ミャンマー東部で軍と少数民族の武装勢力との間で戦闘が激化する中、中国政府は14日、中国の仲介でミャンマー軍と少数民族側が一時的に停戦することで合意したと発表しました。ただ、これまでのところ、戦闘を行っている双方からの発表はありません。

ミャンマーでは、ことし10月下旬に3つの少数民族の武装勢力が東部シャン州で一斉に攻撃を開始し、民主派勢力とも連携してミャンマー軍に対する攻勢を強めてきましたが、軍は今月に入って中国の仲介で少数民族側と会談したことを明らかにしています。

こうした中、中国外務省は14日「中国の仲介によりミャンマー軍と3つの少数民族の武装勢力が中国国内で和平協議を行い、一時的な停戦と対話を維持していくことなどで合意した」と発表しました。

ただ、少数民族側は13日、SNS上で軍を打倒するまで戦闘を継続する考えを強調したばかりで、これまでのところミャンマー軍と少数民族の武装勢力、いずれからも正式な発表はありません。

中国は停戦の期間など合意の詳細については明らかにしておらず、どこまで合意に実効性があるか不透明な状況です。

中国がミャンマー軍と少数民族の武装勢力の仲介を行う背景には、ミャンマーとの国境地帯の安定が経済的にも政治的にも重要な意味を持っているためだとみられます。

経済的には、ミャンマーは中国内陸部とインド洋を陸路でつなぐ地理的に重要な地域で、習近平国家主席が打ち出した巨大経済圏構想「一帯一路」のルートの1つ「中国・ミャンマー経済回廊」があり、道路や鉄道などのプロジェクトが計画されています。

また、インド洋から中国へ原油と天然ガスを運ぶパイプラインも整備され、エネルギー戦略上、重要なルートとなっています。

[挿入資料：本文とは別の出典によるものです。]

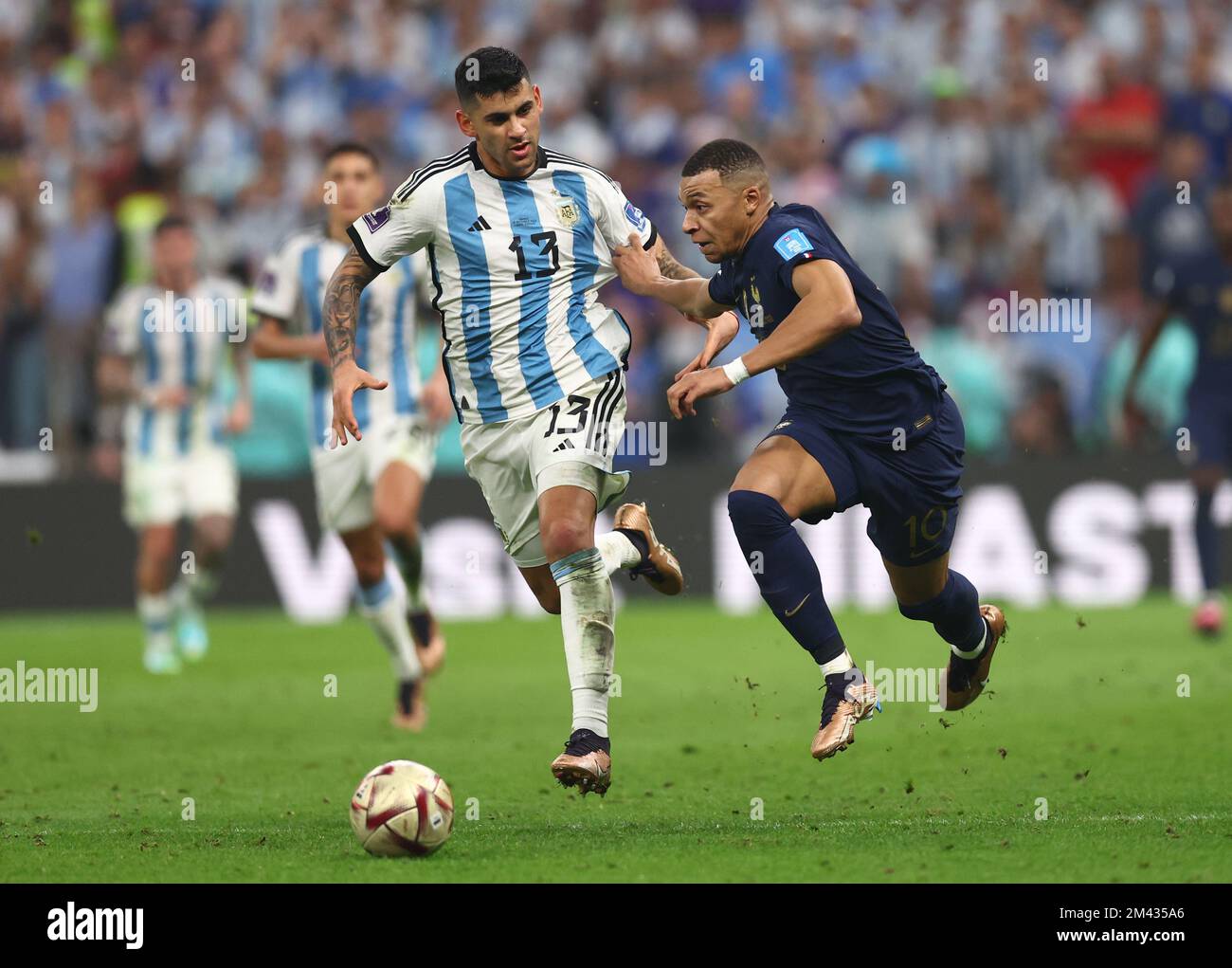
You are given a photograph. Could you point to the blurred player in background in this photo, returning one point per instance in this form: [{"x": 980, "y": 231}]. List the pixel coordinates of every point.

特に、激しい衝突が起きてきたミャンマー東部のシャン州の国境地域は貿易の重要な中継点となっていて、こうした場所が影響を受けることは避けたい考えです。

一方、政治的には中国国内で社会の安定が重視される中、中国としては衝突の激化によってミャンマー側から避難民が流入して混乱が波及することを懸念しているとみられます。

先月下旬には中国軍が国境封鎖を想定した演習を始めたと発表するなど、情勢の不安定化に警戒感を強めていました。

また、中国はミャンマー軍と少数民族側の仲介役となることで、国際社会での存在感を高めたいという思惑もあるとみられます。

最近では、対立してきたサウジアラビアとイランの外交関係の正常化を仲介したほか、イスラエル・パレスチナ情勢でも発言を重ね、地域紛争などに積極的に関与する姿勢を示しています。

中国外務省の毛寧報道官は今月12日の会見で「情勢の緩和はミャンマーのすべての当事者の利益に合致し、中国との国境地帯の安定の維持にも資するものだ」と述べています。